To see the effect of the two sources of inefficiency with joins (unneeded intermediate join result and redundancy), have a look at the below figures for lastFM-A1, lastFM-A1-dup and lastFM-A2 queries. lastFM-A1 has less unneeded intermediate result and less redundancy, while lastFM-A1-dup contains more redundancy and the lastFM-A2 query has more unneeded intermediate results. The Y-axis is the running time in seconds. The storage cost is in MBs. The results show that GJ is not affected by the unneeded intermediate result and the redundancy in the join result.
Although GJ aims to join the tables and store/restore the result to/from a disk, GJ can also do aggregations over join result without generating the join result. One of the competitors for aggregations is FDB (factorized databases) from https://fdbresearch.github.io/.
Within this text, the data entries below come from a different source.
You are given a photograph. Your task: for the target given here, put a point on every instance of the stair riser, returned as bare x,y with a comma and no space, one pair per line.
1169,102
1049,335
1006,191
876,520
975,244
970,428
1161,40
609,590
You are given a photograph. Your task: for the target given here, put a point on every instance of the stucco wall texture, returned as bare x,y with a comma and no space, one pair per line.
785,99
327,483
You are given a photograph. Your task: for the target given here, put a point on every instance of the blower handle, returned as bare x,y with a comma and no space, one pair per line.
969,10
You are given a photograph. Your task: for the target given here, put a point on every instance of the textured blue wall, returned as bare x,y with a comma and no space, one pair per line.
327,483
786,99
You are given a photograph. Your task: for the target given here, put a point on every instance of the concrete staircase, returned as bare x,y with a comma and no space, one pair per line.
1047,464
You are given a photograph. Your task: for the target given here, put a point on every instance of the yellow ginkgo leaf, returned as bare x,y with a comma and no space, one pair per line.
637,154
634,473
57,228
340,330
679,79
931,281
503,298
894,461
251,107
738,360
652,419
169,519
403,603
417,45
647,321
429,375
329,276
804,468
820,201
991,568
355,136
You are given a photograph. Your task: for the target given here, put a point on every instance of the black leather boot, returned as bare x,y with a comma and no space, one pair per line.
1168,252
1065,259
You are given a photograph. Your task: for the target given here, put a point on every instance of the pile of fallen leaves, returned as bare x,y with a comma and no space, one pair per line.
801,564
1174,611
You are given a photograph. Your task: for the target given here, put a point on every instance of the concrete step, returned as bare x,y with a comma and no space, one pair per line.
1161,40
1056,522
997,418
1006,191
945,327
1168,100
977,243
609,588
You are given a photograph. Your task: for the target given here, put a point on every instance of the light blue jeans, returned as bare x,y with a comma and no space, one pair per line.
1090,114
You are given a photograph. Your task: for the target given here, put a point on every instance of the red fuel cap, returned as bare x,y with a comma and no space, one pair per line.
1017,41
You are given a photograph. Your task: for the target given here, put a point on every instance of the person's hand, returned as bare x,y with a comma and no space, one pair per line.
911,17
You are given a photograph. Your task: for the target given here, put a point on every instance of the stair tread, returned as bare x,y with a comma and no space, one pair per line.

The below results are for FDB and GJ to calculate the count aggregation over joins with different scaling factors of lastFM data. The figures show that by increasing the scaling factor, GJ gains better performance as FDB works with the factorized data, but not factorized distributions. FDB needs to scan the related data to calculate the aggregation.
None of the factorized join works is a physical join algorithm - they are NOT designed or meant to do generate the join results.
There is no code/implementation available for using them as a physical join operator to compare against.
There is only a high-level description of an ‘enumeration’ algorithm that produces the join result of FDB.
FDB is for only in-memory joins. There is no available implementation and no algorithmic discussion about how to store the factorized join representations to disk and retrieve them back.
GJ can do anything that FDB can do, but the opposite is not true:
- FDB does NOT support ad hoc join queries with projections - FDB's factorization would need to include ALL join attributes in the factorized representation, but GJ has the early projection algorithms for this.
- FDB cannot be used to generate uniform random samples of join results, while GJ can use the factorized distribution to generate the uniform sample of the join result without any extra cost.
- FDB cannot be used to produce a Run-Length Encoding (RLE) of join result which is important on its own, while GJ does this perfectly.
The enumeration algorithm of the FDB could be similar to our algorithm presented in our graphical join paper, but with the difference that GJ can generate the results in a columnar way as it has the frequencies in advance, but FDB must enumerate the result tuples row-oriented. The below results are for GJ columnar generation and GJ row-oriented generation (The second one can approximately reflect the FDB's enumeration performance). The figures show the GJ is better in tuple enumeration as well.
We provided these results just to have an intuition about the differences between FDB and GJ. Unfortunately, in addition to the unavailability of code for enumerating, storing, and loading the join result from factorized data, their available code does not calculate the aggregations correctly for the count queries, making it impossible to compare against.